Dal 2022, Penn ha dedicato particolare attenzione all’Ucraina, dove ha girato il documentario Superpower sull’invasione russa del paese. L’attore ha sviluppato un’amicizia con il presidente ucraino Zelensky, al quale durante una visita ha donato uno dei suoi Oscar, chiedendogli di restituirlo solo quando la guerra sarà vinta.
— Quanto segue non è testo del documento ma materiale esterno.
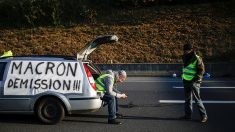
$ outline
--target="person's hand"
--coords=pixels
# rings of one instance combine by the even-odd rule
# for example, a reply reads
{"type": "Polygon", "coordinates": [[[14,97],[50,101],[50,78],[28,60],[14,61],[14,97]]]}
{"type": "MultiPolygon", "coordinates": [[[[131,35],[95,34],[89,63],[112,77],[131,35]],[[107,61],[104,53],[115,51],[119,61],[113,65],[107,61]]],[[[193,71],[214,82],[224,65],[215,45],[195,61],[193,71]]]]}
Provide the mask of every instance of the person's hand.
{"type": "Polygon", "coordinates": [[[121,94],[121,98],[125,99],[125,98],[127,98],[127,95],[123,93],[123,94],[121,94]]]}

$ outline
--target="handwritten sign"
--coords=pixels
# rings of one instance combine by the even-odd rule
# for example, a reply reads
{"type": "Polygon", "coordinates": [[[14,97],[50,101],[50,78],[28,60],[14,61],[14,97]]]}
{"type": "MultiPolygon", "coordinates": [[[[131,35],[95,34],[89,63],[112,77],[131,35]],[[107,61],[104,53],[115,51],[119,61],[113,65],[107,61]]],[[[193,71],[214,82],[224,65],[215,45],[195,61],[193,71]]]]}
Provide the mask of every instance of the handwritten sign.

Penn non ha mai avuto timore di esprimere le proprie idee. Di recente ha difeso Woody Allen e ha rilasciato delle dichiarazioni provocatorie su Charlie Kirk.

Nella categoria miglior attore non protagonista, Penn ha battuto una concorrenza agguerrita che includeva Stellan Skarsgård per Sentimental Value, Jacob Elordi per Frankenstein, Delroy Lindo per Sinners e il suo stesso collega di cast Benicio Del Toro, anch’egli nominato per Una battaglia dopo l’altra nel ruolo di un istruttore di karate e alleato rivoluzionario.